Let's be safe out there!

Friday, June 08, 2007

Old Happenings

Bold tells us:
no pic = didn't happen

So I'll dig out Florida 70.3 2007 meet-up pics. Evidence.

First, brief morning ride on Saturday the 19th with TriJack and multiple Minnesotans - Iron Nick, Iron Girl Nyhaus, Tim, Steve (who said hello as he blew past me on the bike course on race day), and I believe Greg joined later. The Minnesota crew along with other of their peeps are heading to IM Switzerland, and they're going to Rock Zurich!

The ride included a stop at the kids race:

I didn't snap a pic of Major Dave Rozelle accompanying a challenged athlete but TriJack did - scroll down through his post.

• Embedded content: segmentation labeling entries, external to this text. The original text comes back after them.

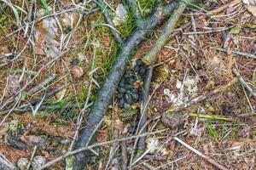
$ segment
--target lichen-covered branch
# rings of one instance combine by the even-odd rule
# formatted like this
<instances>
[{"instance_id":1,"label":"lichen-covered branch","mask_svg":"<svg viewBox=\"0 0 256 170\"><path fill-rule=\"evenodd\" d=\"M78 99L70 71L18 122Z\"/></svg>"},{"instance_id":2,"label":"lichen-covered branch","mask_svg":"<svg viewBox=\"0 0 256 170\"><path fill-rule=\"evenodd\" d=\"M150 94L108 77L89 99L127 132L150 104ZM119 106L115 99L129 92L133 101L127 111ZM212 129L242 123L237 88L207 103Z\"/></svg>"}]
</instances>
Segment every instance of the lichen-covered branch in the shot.
<instances>
[{"instance_id":1,"label":"lichen-covered branch","mask_svg":"<svg viewBox=\"0 0 256 170\"><path fill-rule=\"evenodd\" d=\"M137 28L131 36L122 43L117 54L116 60L113 64L105 82L102 85L97 94L97 99L90 111L86 121L86 128L79 132L74 149L86 146L95 141L96 130L102 122L116 87L124 74L126 64L147 34L152 29L154 29L165 18L169 16L177 5L177 3L174 1L168 4L167 8L163 8L163 10L158 9L149 18L143 20L140 25L141 26ZM76 154L76 159L73 166L73 169L83 169L87 163L89 154L90 151L88 150Z\"/></svg>"}]
</instances>

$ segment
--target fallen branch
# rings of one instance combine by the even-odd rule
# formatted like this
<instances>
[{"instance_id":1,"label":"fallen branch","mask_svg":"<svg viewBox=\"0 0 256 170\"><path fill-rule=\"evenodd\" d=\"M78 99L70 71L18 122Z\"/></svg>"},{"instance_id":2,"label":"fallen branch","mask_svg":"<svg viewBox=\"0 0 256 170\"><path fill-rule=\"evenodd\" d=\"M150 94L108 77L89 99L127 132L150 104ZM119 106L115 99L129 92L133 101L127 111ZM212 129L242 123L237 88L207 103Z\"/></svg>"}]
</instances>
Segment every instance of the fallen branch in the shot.
<instances>
[{"instance_id":1,"label":"fallen branch","mask_svg":"<svg viewBox=\"0 0 256 170\"><path fill-rule=\"evenodd\" d=\"M139 9L137 8L137 4L136 3L136 0L122 0L122 2L123 4L125 3L128 5L131 14L135 19L141 20L143 18Z\"/></svg>"},{"instance_id":2,"label":"fallen branch","mask_svg":"<svg viewBox=\"0 0 256 170\"><path fill-rule=\"evenodd\" d=\"M141 137L141 136L148 136L148 135L151 135L151 134L161 133L163 132L166 132L166 130L168 130L168 129L166 128L166 129L162 129L162 130L154 131L154 132L152 132L152 133L143 133L143 134L140 134L140 135L129 136L129 137L125 137L125 138L116 139L114 140L96 143L95 144L91 144L91 145L89 145L89 146L84 146L84 147L81 147L79 149L73 150L72 151L68 151L68 152L65 153L64 155L62 155L62 156L61 156L59 157L56 157L55 159L54 159L52 161L48 162L44 166L42 166L41 167L39 167L38 170L42 170L42 169L49 167L53 164L56 163L56 162L58 162L60 161L61 161L62 159L64 159L64 158L66 158L67 156L78 154L79 152L82 152L82 151L84 151L84 150L90 150L90 149L93 149L93 148L96 148L96 147L99 147L99 146L102 146L102 145L105 145L105 144L113 144L113 143L117 143L117 142L122 142L122 141L131 140L131 139L136 139L137 137Z\"/></svg>"},{"instance_id":3,"label":"fallen branch","mask_svg":"<svg viewBox=\"0 0 256 170\"><path fill-rule=\"evenodd\" d=\"M247 54L247 53L243 53L243 52L240 52L240 51L226 50L222 48L217 48L216 50L220 51L220 52L224 52L224 53L229 53L229 51L230 51L236 55L241 55L241 56L243 56L246 58L256 59L256 55L254 55L254 54Z\"/></svg>"},{"instance_id":4,"label":"fallen branch","mask_svg":"<svg viewBox=\"0 0 256 170\"><path fill-rule=\"evenodd\" d=\"M183 140L179 139L177 137L173 137L173 139L175 139L176 141L177 141L178 143L180 143L181 144L183 144L183 146L185 146L186 148L188 148L189 150L190 150L191 151L193 151L194 153L197 154L198 156L201 156L204 160L206 160L207 162L208 162L209 163L214 165L216 167L218 167L218 169L221 170L228 170L228 168L226 168L225 167L224 167L223 165L219 164L218 162L216 162L215 160L207 156L206 155L202 154L201 152L200 152L199 150L195 150L195 148L191 147L190 145L189 145L188 144L184 143Z\"/></svg>"},{"instance_id":5,"label":"fallen branch","mask_svg":"<svg viewBox=\"0 0 256 170\"><path fill-rule=\"evenodd\" d=\"M16 167L0 153L0 169L14 170Z\"/></svg>"},{"instance_id":6,"label":"fallen branch","mask_svg":"<svg viewBox=\"0 0 256 170\"><path fill-rule=\"evenodd\" d=\"M242 86L253 96L256 98L256 89L253 89L248 83L243 79L243 77L240 75L237 69L233 69L234 74L238 77L240 82Z\"/></svg>"},{"instance_id":7,"label":"fallen branch","mask_svg":"<svg viewBox=\"0 0 256 170\"><path fill-rule=\"evenodd\" d=\"M112 96L124 74L126 64L148 33L155 28L165 18L169 16L177 5L177 3L174 1L164 8L159 8L156 12L146 20L140 21L138 23L138 28L122 43L122 47L118 52L116 60L113 64L105 82L98 92L97 99L90 111L87 119L87 127L80 130L74 149L87 146L95 141L96 130L103 120L109 103L112 101ZM86 150L75 155L75 161L73 166L73 169L82 169L84 167L89 158L89 153L90 151Z\"/></svg>"},{"instance_id":8,"label":"fallen branch","mask_svg":"<svg viewBox=\"0 0 256 170\"><path fill-rule=\"evenodd\" d=\"M148 119L148 92L150 88L150 82L153 74L153 65L155 63L155 59L157 54L160 50L165 46L169 37L174 31L174 27L184 9L186 8L187 3L183 2L179 3L179 7L175 10L173 14L170 17L166 22L164 29L161 31L160 36L156 40L154 46L149 49L149 51L143 57L143 61L149 65L149 67L147 69L146 77L143 82L143 112L141 119L138 125L138 129L142 129ZM143 133L146 131L146 128L143 129ZM145 137L140 138L138 141L138 150L142 150L145 147ZM131 157L132 158L132 157Z\"/></svg>"}]
</instances>

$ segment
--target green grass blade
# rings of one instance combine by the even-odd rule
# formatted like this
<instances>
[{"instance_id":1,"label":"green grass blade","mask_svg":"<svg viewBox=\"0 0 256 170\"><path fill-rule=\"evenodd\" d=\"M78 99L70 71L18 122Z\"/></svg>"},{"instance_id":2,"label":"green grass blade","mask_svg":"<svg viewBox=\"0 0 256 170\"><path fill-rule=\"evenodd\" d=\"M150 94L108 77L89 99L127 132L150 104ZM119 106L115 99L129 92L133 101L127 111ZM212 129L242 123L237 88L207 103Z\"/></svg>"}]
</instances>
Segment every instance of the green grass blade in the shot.
<instances>
[{"instance_id":1,"label":"green grass blade","mask_svg":"<svg viewBox=\"0 0 256 170\"><path fill-rule=\"evenodd\" d=\"M49 14L49 6L48 6L46 1L45 0L41 0L41 3L43 4L44 8L45 8L45 11L46 11L47 14Z\"/></svg>"}]
</instances>

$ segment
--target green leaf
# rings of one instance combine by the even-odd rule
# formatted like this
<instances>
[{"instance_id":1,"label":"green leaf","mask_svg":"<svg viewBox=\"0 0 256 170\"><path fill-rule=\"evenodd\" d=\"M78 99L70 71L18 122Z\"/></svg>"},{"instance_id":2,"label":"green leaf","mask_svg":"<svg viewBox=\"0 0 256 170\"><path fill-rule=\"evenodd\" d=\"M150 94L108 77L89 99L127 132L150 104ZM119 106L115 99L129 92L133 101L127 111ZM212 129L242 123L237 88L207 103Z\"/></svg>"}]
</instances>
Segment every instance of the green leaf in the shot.
<instances>
[{"instance_id":1,"label":"green leaf","mask_svg":"<svg viewBox=\"0 0 256 170\"><path fill-rule=\"evenodd\" d=\"M43 4L44 8L45 8L45 11L46 11L47 14L49 14L49 6L48 6L46 1L45 0L41 0L41 3Z\"/></svg>"}]
</instances>

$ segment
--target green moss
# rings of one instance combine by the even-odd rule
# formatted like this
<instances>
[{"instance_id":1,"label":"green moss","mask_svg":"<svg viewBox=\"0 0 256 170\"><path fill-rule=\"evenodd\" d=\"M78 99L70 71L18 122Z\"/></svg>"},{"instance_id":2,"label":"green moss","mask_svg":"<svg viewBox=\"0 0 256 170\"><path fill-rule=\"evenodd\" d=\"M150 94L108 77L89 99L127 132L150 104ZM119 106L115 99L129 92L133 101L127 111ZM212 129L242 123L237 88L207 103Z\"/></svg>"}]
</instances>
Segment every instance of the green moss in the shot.
<instances>
[{"instance_id":1,"label":"green moss","mask_svg":"<svg viewBox=\"0 0 256 170\"><path fill-rule=\"evenodd\" d=\"M147 16L157 6L157 0L138 0L138 7L143 16Z\"/></svg>"}]
</instances>

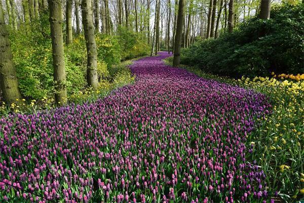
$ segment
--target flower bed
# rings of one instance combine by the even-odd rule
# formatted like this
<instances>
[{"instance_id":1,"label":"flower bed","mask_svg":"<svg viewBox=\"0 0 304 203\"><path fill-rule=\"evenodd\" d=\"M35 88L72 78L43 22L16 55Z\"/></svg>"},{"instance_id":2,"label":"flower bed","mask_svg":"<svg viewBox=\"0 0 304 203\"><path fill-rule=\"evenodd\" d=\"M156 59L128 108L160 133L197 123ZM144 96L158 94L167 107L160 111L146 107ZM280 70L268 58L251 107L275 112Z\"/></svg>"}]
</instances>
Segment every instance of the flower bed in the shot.
<instances>
[{"instance_id":1,"label":"flower bed","mask_svg":"<svg viewBox=\"0 0 304 203\"><path fill-rule=\"evenodd\" d=\"M134 84L91 104L0 120L0 199L232 202L268 198L246 138L263 94L162 60L136 61Z\"/></svg>"}]
</instances>

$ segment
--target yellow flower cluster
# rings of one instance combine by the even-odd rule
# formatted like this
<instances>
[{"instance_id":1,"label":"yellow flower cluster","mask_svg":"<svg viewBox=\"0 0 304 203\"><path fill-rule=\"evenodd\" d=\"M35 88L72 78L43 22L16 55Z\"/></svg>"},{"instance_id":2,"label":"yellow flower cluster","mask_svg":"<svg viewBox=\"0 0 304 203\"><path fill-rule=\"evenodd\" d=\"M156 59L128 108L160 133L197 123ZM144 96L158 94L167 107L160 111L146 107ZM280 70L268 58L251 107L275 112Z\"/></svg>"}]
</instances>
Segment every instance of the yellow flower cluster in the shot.
<instances>
[{"instance_id":1,"label":"yellow flower cluster","mask_svg":"<svg viewBox=\"0 0 304 203\"><path fill-rule=\"evenodd\" d=\"M294 76L293 74L282 74L277 75L274 72L272 72L271 75L273 76L274 78L278 78L281 80L283 80L285 79L290 79L291 80L296 80L297 81L299 81L301 80L304 80L304 74L300 75L299 74L297 74L295 76Z\"/></svg>"},{"instance_id":2,"label":"yellow flower cluster","mask_svg":"<svg viewBox=\"0 0 304 203\"><path fill-rule=\"evenodd\" d=\"M265 154L259 164L267 166L271 163L270 167L265 167L267 174L270 179L276 176L280 182L272 186L270 183L270 186L274 189L277 185L286 185L282 192L297 198L304 194L304 188L299 189L304 182L304 157L301 155L304 147L304 74L281 74L278 77L252 80L243 77L227 81L269 97L273 106L271 114L261 118L262 125L253 136L254 147L262 149L256 153ZM282 78L291 80L282 80ZM296 180L288 182L288 180Z\"/></svg>"}]
</instances>

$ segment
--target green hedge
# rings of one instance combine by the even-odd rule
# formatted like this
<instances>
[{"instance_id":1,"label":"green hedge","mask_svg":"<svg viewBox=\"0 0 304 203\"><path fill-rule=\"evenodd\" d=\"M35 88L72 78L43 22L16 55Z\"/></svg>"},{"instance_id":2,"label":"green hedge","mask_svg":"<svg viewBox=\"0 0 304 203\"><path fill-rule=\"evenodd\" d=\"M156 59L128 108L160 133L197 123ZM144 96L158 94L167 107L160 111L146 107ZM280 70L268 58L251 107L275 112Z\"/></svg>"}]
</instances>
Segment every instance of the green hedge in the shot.
<instances>
[{"instance_id":1,"label":"green hedge","mask_svg":"<svg viewBox=\"0 0 304 203\"><path fill-rule=\"evenodd\" d=\"M304 4L273 8L271 19L254 17L232 33L203 40L182 51L181 63L233 77L304 72Z\"/></svg>"}]
</instances>

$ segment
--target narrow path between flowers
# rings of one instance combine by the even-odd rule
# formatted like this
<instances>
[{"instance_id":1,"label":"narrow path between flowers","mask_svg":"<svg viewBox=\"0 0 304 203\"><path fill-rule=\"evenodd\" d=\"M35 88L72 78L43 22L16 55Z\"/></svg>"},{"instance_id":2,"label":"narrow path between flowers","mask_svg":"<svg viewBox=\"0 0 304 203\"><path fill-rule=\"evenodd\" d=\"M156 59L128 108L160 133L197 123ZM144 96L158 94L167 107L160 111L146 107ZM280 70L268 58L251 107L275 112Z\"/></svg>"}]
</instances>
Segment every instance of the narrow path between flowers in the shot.
<instances>
[{"instance_id":1,"label":"narrow path between flowers","mask_svg":"<svg viewBox=\"0 0 304 203\"><path fill-rule=\"evenodd\" d=\"M45 201L261 201L245 143L266 98L168 56L135 61L135 84L95 103L2 119L0 187Z\"/></svg>"}]
</instances>

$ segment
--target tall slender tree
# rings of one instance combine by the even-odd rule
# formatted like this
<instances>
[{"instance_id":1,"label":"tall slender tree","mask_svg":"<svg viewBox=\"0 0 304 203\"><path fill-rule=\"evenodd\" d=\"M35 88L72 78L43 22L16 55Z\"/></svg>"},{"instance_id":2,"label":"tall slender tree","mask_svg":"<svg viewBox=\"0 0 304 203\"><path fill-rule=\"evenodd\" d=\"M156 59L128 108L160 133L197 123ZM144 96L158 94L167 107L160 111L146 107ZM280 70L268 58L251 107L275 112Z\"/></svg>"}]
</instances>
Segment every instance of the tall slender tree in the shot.
<instances>
[{"instance_id":1,"label":"tall slender tree","mask_svg":"<svg viewBox=\"0 0 304 203\"><path fill-rule=\"evenodd\" d=\"M2 2L0 1L0 87L4 100L8 103L16 102L21 98L18 86L16 67L9 39L9 32L4 20Z\"/></svg>"},{"instance_id":2,"label":"tall slender tree","mask_svg":"<svg viewBox=\"0 0 304 203\"><path fill-rule=\"evenodd\" d=\"M135 31L138 32L138 17L137 15L137 1L134 0L134 10L135 11Z\"/></svg>"},{"instance_id":3,"label":"tall slender tree","mask_svg":"<svg viewBox=\"0 0 304 203\"><path fill-rule=\"evenodd\" d=\"M15 3L15 0L10 0L10 4L11 5L11 8L12 10L12 18L13 23L13 27L15 29L17 29L17 13L16 12L16 4Z\"/></svg>"},{"instance_id":4,"label":"tall slender tree","mask_svg":"<svg viewBox=\"0 0 304 203\"><path fill-rule=\"evenodd\" d=\"M181 45L181 34L184 20L184 10L185 0L179 0L178 3L178 14L176 23L176 31L174 43L174 55L173 66L177 66L180 62L180 46Z\"/></svg>"},{"instance_id":5,"label":"tall slender tree","mask_svg":"<svg viewBox=\"0 0 304 203\"><path fill-rule=\"evenodd\" d=\"M189 8L188 10L188 22L187 23L187 28L186 29L186 36L185 37L185 46L188 47L189 42L189 33L190 32L190 25L191 25L191 14L192 13L192 7L193 6L193 0L190 0Z\"/></svg>"},{"instance_id":6,"label":"tall slender tree","mask_svg":"<svg viewBox=\"0 0 304 203\"><path fill-rule=\"evenodd\" d=\"M118 0L118 24L120 25L122 25L123 24L123 8L122 7L122 0Z\"/></svg>"},{"instance_id":7,"label":"tall slender tree","mask_svg":"<svg viewBox=\"0 0 304 203\"><path fill-rule=\"evenodd\" d=\"M33 0L28 0L28 11L29 11L29 17L30 17L31 21L35 19L35 11L34 10L34 1Z\"/></svg>"},{"instance_id":8,"label":"tall slender tree","mask_svg":"<svg viewBox=\"0 0 304 203\"><path fill-rule=\"evenodd\" d=\"M49 0L53 67L55 83L55 99L57 103L66 102L66 86L64 52L62 37L62 6L61 0Z\"/></svg>"},{"instance_id":9,"label":"tall slender tree","mask_svg":"<svg viewBox=\"0 0 304 203\"><path fill-rule=\"evenodd\" d=\"M94 0L94 17L95 31L96 32L99 32L99 3L98 2L98 0Z\"/></svg>"},{"instance_id":10,"label":"tall slender tree","mask_svg":"<svg viewBox=\"0 0 304 203\"><path fill-rule=\"evenodd\" d=\"M151 49L151 56L152 56L152 54L153 53L153 51L154 50L155 44L155 52L157 53L157 48L156 47L156 26L157 26L157 12L158 11L158 1L156 0L155 3L155 15L154 18L154 28L153 28L153 38L152 39L152 48ZM155 43L154 43L155 41Z\"/></svg>"},{"instance_id":11,"label":"tall slender tree","mask_svg":"<svg viewBox=\"0 0 304 203\"><path fill-rule=\"evenodd\" d=\"M228 32L232 32L234 27L234 0L229 0L229 14L228 15Z\"/></svg>"},{"instance_id":12,"label":"tall slender tree","mask_svg":"<svg viewBox=\"0 0 304 203\"><path fill-rule=\"evenodd\" d=\"M75 5L75 21L76 21L76 33L79 34L81 32L80 17L79 16L79 0L74 0Z\"/></svg>"},{"instance_id":13,"label":"tall slender tree","mask_svg":"<svg viewBox=\"0 0 304 203\"><path fill-rule=\"evenodd\" d=\"M210 36L211 38L214 37L214 23L215 22L215 15L216 13L216 6L217 1L213 0L213 6L212 7L212 15L211 16L211 25L210 25Z\"/></svg>"},{"instance_id":14,"label":"tall slender tree","mask_svg":"<svg viewBox=\"0 0 304 203\"><path fill-rule=\"evenodd\" d=\"M66 39L65 43L67 45L72 44L73 41L73 32L72 28L72 0L66 0L65 8L65 24L66 25Z\"/></svg>"},{"instance_id":15,"label":"tall slender tree","mask_svg":"<svg viewBox=\"0 0 304 203\"><path fill-rule=\"evenodd\" d=\"M168 35L167 35L167 39L168 39L168 53L170 54L170 23L171 21L171 1L170 0L168 0L168 6L169 7L169 11L168 11L168 25L167 25L167 29L168 29Z\"/></svg>"},{"instance_id":16,"label":"tall slender tree","mask_svg":"<svg viewBox=\"0 0 304 203\"><path fill-rule=\"evenodd\" d=\"M215 31L214 33L214 38L217 38L218 36L218 26L219 25L219 20L220 20L220 16L221 14L221 11L223 9L223 0L219 0L220 2L219 4L219 8L218 8L218 13L217 14L217 19L216 19L216 25L215 25Z\"/></svg>"},{"instance_id":17,"label":"tall slender tree","mask_svg":"<svg viewBox=\"0 0 304 203\"><path fill-rule=\"evenodd\" d=\"M126 27L128 29L129 28L129 0L125 0L125 12L126 13Z\"/></svg>"},{"instance_id":18,"label":"tall slender tree","mask_svg":"<svg viewBox=\"0 0 304 203\"><path fill-rule=\"evenodd\" d=\"M173 36L172 39L173 42L173 47L172 47L172 51L174 52L174 47L175 47L175 33L176 31L176 21L177 20L177 12L176 11L178 10L178 2L177 0L175 0L175 4L174 4L174 24L173 24Z\"/></svg>"},{"instance_id":19,"label":"tall slender tree","mask_svg":"<svg viewBox=\"0 0 304 203\"><path fill-rule=\"evenodd\" d=\"M27 30L29 30L29 12L28 10L28 3L27 0L22 0L22 8L23 9L23 18L24 19L24 24Z\"/></svg>"},{"instance_id":20,"label":"tall slender tree","mask_svg":"<svg viewBox=\"0 0 304 203\"><path fill-rule=\"evenodd\" d=\"M93 23L93 11L91 1L82 0L81 7L88 56L87 81L88 85L93 89L96 89L98 86L97 49L94 33L94 27Z\"/></svg>"},{"instance_id":21,"label":"tall slender tree","mask_svg":"<svg viewBox=\"0 0 304 203\"><path fill-rule=\"evenodd\" d=\"M11 4L9 0L6 0L5 1L7 6L7 12L8 13L8 17L9 17L9 25L11 27L13 28L13 17L12 16L12 9L11 7Z\"/></svg>"},{"instance_id":22,"label":"tall slender tree","mask_svg":"<svg viewBox=\"0 0 304 203\"><path fill-rule=\"evenodd\" d=\"M268 20L270 17L271 0L261 0L259 17L260 19Z\"/></svg>"},{"instance_id":23,"label":"tall slender tree","mask_svg":"<svg viewBox=\"0 0 304 203\"><path fill-rule=\"evenodd\" d=\"M207 24L207 33L206 38L208 39L210 36L210 28L211 27L211 17L212 16L212 7L213 7L213 0L210 0L209 3L209 10L208 12L208 23Z\"/></svg>"},{"instance_id":24,"label":"tall slender tree","mask_svg":"<svg viewBox=\"0 0 304 203\"><path fill-rule=\"evenodd\" d=\"M35 12L35 19L39 18L39 3L38 0L34 1L34 11Z\"/></svg>"}]
</instances>

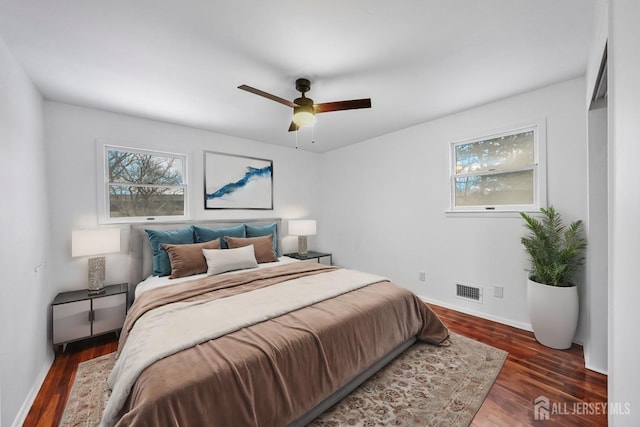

Never did get a good photo of this gang, but I had their backs:

The ride went on to the cabin of the Minnesotans in Disney's Fort Wilderness. Coincidentally, they were just about next door to the Toronto crew. So, I switched off and rode for a bit with some of the Torontonians:

Saturday afternoon was an hour sit-down with ShirleyPerly (with husband Dave in tow) and IronEric:

Sunday evening was dinner with the Toronto crew. They had so many folks there was another tableful, but here's the one at which I was seated (my head is turned sideways, poking out on the left, far down the table). Photo credit to Sarah (HalfIronSherpa for David, who was seated across from me).

Saturday, June 02, 2007

Frog Blog

My sister often blogs about her visitors (frequently of the feline persuasion).

When I got home from work yesterday, I saw something like a lump of putty by my front door:

Closer inspection showed it to be a visiting tree frog (or by its scientific name, "climbey frog"):

Friday, June 01, 2007

The Traditional 99 Days Post

When their countdown clocks drop to 99 days people often post.

About 5 months ago, I did just that pre-IMAZ. The assessment that time:
I'll get through IMAZ, but it won't be pretty. Which reflects my priorities reasonably well, I suppose. And that's the way it went.

To summarize my situation this time, I'm:
  • a bit behind on muscular endurance in type IIa muscle fibers;
  • carrying significant excess bodyfat; and
  • limited in capacity to tackle hills.
However, I believe I have the opportunity and motivation to do a bit more than just get through IMMoo. I'll keep you posted!